Now she could wrangle an aggressive alligator on a backwater dirt road to top her highlight reel for the week.
“Damn it. This is a mud hole and I just washed this truck.” Mac took a slow turn onto a wide swath of brown that, before the midafternoon gulley washer a half hour ago, had probably been a road. He switched the truck into all-wheel drive and weaved around the worst of the puddles, trying to keep at least one wheel at a time on ground that looked vaguely solid.
Around them, crowded against the road on both sides, stretched sugarcane fields that in years past would already be lush and green, the stalks about shoulder high. Maybe a quarter of the cane still stood sentinel against automation, economics, and saltwater from too much oil drilling. The rest was a mass of black dirt and scraggly ground cover.
“You’re from here,” Mac said. “What kind of person would want to live sandwiched between these empty cane fields and the water? They’d have a hard time getting out of here after even a small rain.”

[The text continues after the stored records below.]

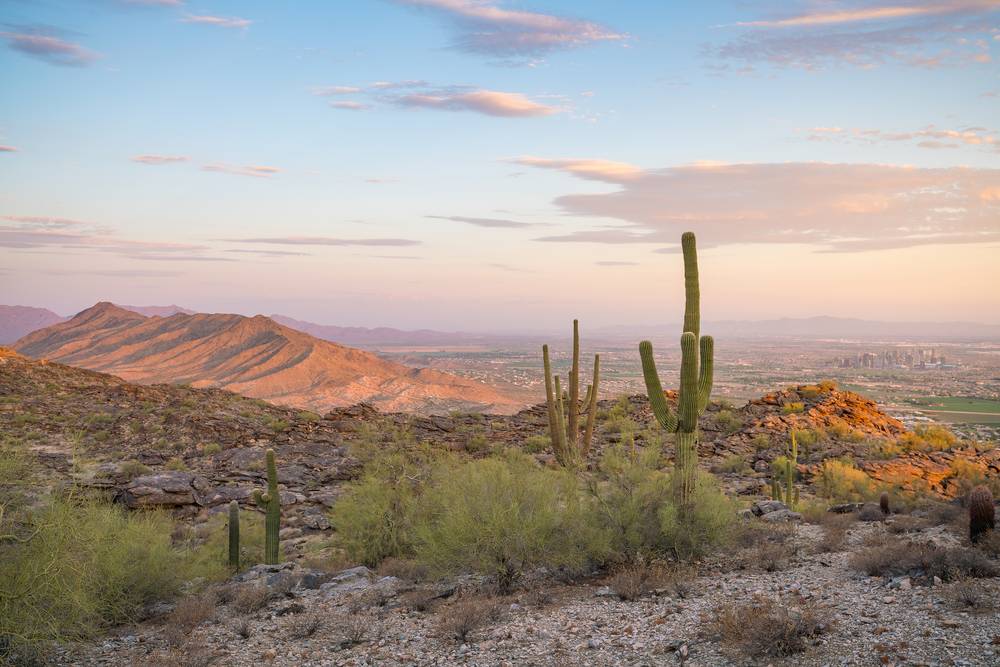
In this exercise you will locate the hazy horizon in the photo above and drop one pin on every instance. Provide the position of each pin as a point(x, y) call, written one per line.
point(479, 165)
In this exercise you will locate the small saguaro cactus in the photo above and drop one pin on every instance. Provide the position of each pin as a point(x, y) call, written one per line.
point(695, 381)
point(982, 515)
point(271, 502)
point(569, 446)
point(234, 535)
point(791, 463)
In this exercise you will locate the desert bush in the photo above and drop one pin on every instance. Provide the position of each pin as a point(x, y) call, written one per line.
point(79, 566)
point(840, 481)
point(728, 421)
point(927, 439)
point(500, 517)
point(734, 463)
point(458, 620)
point(374, 517)
point(894, 557)
point(537, 444)
point(766, 628)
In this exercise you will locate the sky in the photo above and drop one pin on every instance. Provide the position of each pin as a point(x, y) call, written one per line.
point(492, 165)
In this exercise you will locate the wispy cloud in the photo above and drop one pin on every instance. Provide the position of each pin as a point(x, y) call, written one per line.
point(42, 44)
point(838, 207)
point(608, 171)
point(350, 105)
point(52, 233)
point(927, 137)
point(487, 222)
point(420, 94)
point(324, 241)
point(255, 171)
point(159, 159)
point(220, 21)
point(483, 26)
point(919, 34)
point(489, 102)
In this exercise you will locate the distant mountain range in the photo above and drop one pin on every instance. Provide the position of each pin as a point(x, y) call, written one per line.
point(256, 357)
point(17, 321)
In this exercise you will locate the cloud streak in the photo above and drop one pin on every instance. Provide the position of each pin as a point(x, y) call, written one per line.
point(324, 241)
point(39, 43)
point(869, 34)
point(218, 21)
point(484, 27)
point(487, 222)
point(837, 207)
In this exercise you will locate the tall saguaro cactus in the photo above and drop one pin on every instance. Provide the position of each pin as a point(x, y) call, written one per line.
point(568, 445)
point(695, 381)
point(234, 535)
point(271, 502)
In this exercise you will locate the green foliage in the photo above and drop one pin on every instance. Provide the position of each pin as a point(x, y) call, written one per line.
point(502, 516)
point(728, 422)
point(374, 516)
point(841, 481)
point(73, 567)
point(703, 525)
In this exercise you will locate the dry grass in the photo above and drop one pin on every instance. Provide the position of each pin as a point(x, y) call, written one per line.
point(894, 557)
point(968, 595)
point(765, 628)
point(460, 619)
point(303, 626)
point(250, 598)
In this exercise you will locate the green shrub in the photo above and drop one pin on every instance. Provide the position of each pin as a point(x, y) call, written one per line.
point(840, 481)
point(705, 526)
point(78, 567)
point(627, 500)
point(374, 516)
point(536, 444)
point(502, 516)
point(728, 422)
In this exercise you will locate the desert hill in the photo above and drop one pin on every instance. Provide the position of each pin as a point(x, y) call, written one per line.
point(18, 321)
point(253, 356)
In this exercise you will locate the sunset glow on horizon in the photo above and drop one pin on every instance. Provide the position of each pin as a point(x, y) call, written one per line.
point(506, 166)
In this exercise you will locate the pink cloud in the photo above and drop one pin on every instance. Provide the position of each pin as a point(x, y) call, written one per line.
point(237, 170)
point(159, 159)
point(482, 26)
point(49, 48)
point(220, 21)
point(838, 207)
point(489, 102)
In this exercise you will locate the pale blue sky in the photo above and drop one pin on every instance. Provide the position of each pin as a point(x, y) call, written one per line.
point(348, 162)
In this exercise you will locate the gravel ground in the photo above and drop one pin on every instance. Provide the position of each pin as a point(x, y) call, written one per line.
point(872, 622)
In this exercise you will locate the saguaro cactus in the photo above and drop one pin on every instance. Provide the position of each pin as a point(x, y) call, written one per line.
point(695, 381)
point(271, 502)
point(791, 465)
point(234, 535)
point(568, 445)
point(982, 515)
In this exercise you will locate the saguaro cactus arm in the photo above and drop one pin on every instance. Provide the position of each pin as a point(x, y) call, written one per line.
point(654, 390)
point(588, 433)
point(687, 401)
point(705, 371)
point(573, 423)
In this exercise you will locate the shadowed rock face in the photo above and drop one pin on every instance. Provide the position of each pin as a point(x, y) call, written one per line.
point(253, 356)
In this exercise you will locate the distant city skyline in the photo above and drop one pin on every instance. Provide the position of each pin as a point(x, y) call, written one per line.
point(483, 165)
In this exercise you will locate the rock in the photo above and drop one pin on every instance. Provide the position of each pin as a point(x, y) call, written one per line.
point(165, 489)
point(781, 515)
point(762, 507)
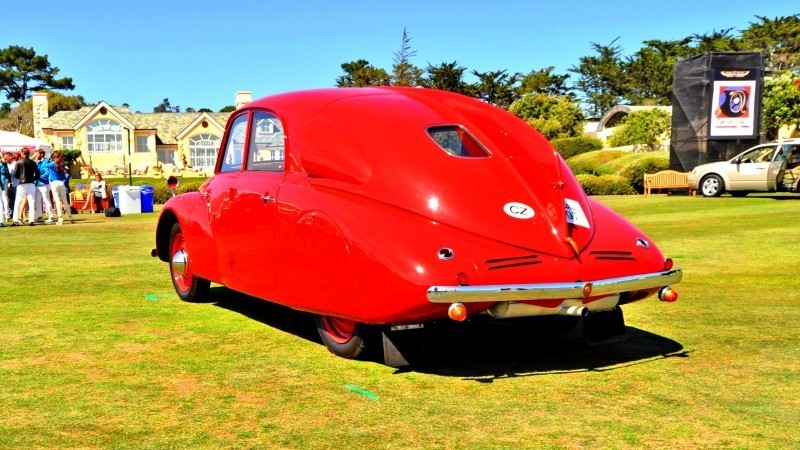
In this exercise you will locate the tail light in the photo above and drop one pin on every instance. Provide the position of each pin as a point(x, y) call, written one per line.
point(457, 312)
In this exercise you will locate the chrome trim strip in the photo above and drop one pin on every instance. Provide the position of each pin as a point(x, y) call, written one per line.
point(545, 291)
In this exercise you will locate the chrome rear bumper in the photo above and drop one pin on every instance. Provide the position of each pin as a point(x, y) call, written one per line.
point(545, 291)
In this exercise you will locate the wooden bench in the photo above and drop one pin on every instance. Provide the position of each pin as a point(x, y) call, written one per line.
point(666, 179)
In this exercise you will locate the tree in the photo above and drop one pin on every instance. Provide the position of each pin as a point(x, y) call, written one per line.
point(555, 116)
point(446, 77)
point(781, 103)
point(601, 77)
point(716, 41)
point(361, 73)
point(164, 106)
point(647, 127)
point(496, 87)
point(403, 72)
point(23, 72)
point(543, 81)
point(649, 71)
point(19, 119)
point(778, 38)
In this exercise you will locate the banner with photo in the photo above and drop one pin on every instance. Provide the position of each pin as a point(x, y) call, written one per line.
point(734, 100)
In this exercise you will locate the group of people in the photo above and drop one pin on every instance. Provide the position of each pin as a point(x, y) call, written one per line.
point(33, 181)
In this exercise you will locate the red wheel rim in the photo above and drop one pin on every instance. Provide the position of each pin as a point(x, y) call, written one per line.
point(340, 330)
point(183, 279)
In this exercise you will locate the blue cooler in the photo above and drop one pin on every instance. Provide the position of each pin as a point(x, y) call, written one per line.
point(147, 193)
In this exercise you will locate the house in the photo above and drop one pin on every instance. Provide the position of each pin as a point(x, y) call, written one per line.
point(112, 138)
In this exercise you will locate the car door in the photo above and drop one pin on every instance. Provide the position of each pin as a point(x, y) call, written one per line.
point(220, 193)
point(778, 167)
point(254, 209)
point(750, 170)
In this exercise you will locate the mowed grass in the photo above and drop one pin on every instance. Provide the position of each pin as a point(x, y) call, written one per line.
point(96, 351)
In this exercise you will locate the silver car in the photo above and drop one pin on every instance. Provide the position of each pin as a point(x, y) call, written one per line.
point(768, 167)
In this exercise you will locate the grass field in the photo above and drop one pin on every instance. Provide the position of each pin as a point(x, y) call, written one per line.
point(96, 351)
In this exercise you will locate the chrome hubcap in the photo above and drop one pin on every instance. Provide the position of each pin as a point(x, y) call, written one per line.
point(180, 262)
point(710, 186)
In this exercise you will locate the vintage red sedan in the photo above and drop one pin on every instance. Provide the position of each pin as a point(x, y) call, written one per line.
point(377, 207)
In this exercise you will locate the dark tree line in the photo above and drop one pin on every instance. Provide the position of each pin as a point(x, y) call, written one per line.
point(605, 78)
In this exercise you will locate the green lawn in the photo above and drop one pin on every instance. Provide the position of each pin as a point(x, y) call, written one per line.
point(96, 351)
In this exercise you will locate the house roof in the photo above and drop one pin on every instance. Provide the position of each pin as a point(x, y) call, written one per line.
point(167, 125)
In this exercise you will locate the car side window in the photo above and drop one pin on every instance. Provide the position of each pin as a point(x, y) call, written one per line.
point(267, 143)
point(760, 154)
point(234, 147)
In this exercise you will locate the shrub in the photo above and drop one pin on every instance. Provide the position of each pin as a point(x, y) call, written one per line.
point(615, 166)
point(634, 171)
point(604, 184)
point(569, 147)
point(590, 162)
point(642, 128)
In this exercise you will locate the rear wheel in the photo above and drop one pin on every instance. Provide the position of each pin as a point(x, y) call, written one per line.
point(712, 186)
point(344, 338)
point(189, 287)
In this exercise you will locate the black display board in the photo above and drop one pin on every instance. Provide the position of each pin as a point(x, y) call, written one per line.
point(716, 108)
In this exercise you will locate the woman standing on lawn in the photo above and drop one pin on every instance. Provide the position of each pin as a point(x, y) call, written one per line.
point(58, 180)
point(98, 191)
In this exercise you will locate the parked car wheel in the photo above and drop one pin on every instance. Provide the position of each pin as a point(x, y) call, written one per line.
point(344, 338)
point(712, 186)
point(189, 287)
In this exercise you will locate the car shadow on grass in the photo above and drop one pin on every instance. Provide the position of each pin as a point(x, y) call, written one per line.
point(478, 351)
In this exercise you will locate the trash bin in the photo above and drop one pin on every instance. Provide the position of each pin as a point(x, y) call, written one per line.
point(130, 200)
point(147, 193)
point(115, 195)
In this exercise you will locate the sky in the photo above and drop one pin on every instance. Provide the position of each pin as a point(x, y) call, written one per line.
point(199, 53)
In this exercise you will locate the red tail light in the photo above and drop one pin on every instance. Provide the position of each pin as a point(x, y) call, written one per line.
point(457, 312)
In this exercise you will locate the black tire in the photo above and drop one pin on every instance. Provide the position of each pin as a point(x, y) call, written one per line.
point(344, 338)
point(188, 286)
point(712, 186)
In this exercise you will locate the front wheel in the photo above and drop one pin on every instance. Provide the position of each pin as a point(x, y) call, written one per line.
point(344, 338)
point(712, 186)
point(189, 287)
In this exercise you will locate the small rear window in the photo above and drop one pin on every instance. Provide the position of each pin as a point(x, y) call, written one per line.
point(455, 140)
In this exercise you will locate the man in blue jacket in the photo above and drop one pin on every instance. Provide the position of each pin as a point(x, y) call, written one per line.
point(43, 202)
point(27, 172)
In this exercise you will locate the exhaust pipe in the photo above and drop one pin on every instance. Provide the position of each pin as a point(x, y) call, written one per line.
point(574, 311)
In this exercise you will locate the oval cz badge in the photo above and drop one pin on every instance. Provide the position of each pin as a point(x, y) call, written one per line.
point(518, 210)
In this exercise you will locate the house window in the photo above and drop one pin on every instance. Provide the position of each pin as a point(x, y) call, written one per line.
point(267, 143)
point(141, 144)
point(203, 150)
point(67, 143)
point(166, 156)
point(104, 136)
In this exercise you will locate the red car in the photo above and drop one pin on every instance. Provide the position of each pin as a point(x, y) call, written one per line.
point(377, 207)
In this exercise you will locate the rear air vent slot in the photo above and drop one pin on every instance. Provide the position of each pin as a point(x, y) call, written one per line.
point(515, 261)
point(612, 255)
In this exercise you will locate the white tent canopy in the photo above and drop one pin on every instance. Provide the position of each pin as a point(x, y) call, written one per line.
point(14, 142)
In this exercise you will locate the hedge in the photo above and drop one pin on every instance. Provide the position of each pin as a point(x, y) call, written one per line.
point(604, 184)
point(616, 165)
point(569, 147)
point(590, 162)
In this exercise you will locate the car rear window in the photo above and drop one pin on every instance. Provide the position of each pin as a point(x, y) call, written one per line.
point(456, 141)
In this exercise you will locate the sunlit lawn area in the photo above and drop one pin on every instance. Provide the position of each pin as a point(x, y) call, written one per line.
point(96, 351)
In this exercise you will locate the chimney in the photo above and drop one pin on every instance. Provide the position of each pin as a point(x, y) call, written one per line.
point(243, 97)
point(40, 114)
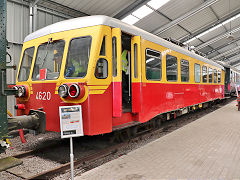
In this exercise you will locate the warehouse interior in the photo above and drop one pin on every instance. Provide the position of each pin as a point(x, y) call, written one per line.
point(210, 27)
point(137, 106)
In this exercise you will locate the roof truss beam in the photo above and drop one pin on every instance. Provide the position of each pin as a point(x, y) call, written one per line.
point(223, 46)
point(235, 63)
point(231, 51)
point(128, 10)
point(220, 21)
point(185, 16)
point(213, 40)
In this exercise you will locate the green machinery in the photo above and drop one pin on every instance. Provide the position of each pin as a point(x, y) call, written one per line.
point(36, 120)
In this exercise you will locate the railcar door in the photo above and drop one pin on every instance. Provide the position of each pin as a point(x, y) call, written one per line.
point(136, 74)
point(117, 70)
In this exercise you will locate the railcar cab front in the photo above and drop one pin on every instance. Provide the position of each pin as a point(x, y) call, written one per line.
point(82, 67)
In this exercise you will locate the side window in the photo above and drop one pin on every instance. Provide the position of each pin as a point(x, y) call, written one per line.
point(78, 57)
point(103, 48)
point(171, 68)
point(26, 64)
point(204, 74)
point(114, 54)
point(184, 70)
point(197, 73)
point(219, 76)
point(210, 75)
point(153, 62)
point(101, 71)
point(215, 76)
point(135, 61)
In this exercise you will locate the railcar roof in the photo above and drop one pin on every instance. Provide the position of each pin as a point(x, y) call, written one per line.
point(88, 21)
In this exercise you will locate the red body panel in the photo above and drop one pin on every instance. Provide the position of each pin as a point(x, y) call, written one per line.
point(136, 97)
point(149, 100)
point(117, 99)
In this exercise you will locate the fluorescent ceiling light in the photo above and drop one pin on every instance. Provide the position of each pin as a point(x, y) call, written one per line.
point(142, 12)
point(130, 19)
point(156, 4)
point(213, 28)
point(231, 19)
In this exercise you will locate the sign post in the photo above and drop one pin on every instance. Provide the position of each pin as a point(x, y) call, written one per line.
point(71, 126)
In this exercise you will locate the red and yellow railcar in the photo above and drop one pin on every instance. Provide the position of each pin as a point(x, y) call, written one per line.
point(162, 76)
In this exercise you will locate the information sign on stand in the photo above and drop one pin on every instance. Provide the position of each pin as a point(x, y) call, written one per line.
point(71, 126)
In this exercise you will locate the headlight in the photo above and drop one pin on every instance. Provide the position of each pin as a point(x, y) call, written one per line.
point(74, 91)
point(63, 91)
point(21, 91)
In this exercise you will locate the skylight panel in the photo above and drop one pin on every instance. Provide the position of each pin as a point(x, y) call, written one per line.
point(156, 4)
point(142, 12)
point(130, 19)
point(190, 40)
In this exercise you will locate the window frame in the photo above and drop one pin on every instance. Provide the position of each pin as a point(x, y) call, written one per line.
point(200, 75)
point(209, 75)
point(219, 73)
point(114, 58)
point(215, 80)
point(101, 58)
point(177, 68)
point(181, 69)
point(33, 60)
point(160, 58)
point(68, 50)
point(135, 60)
point(203, 74)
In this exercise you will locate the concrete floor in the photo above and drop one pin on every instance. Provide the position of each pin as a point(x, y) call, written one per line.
point(208, 148)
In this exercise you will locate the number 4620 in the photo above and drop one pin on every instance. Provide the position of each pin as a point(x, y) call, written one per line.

Jena glanced over to see if he was joking, but he looked serious. “Mac, first of all, I’m from New Orleans, not Terrebonne Parish. Same state, different world. Not better or worse, just different. Why does anybody want to live in an isolated place?”
Mac was silent for a few moments, then seemed to realize it wasn’t a hypothetical question. “Well, maybe it’s convenient for the way they live—fishing from that inlet off the bayou, maybe, or working the cane fields.”
Jena nodded. “Except most of the sugarcane harvest is done by machine now. What else?”
He shrugged. “Maybe they got something to hide. Or maybe they’re crazy. You know, like some kind of anarchist. The Unabomber, only hiding in the swamps instead of the mountains.”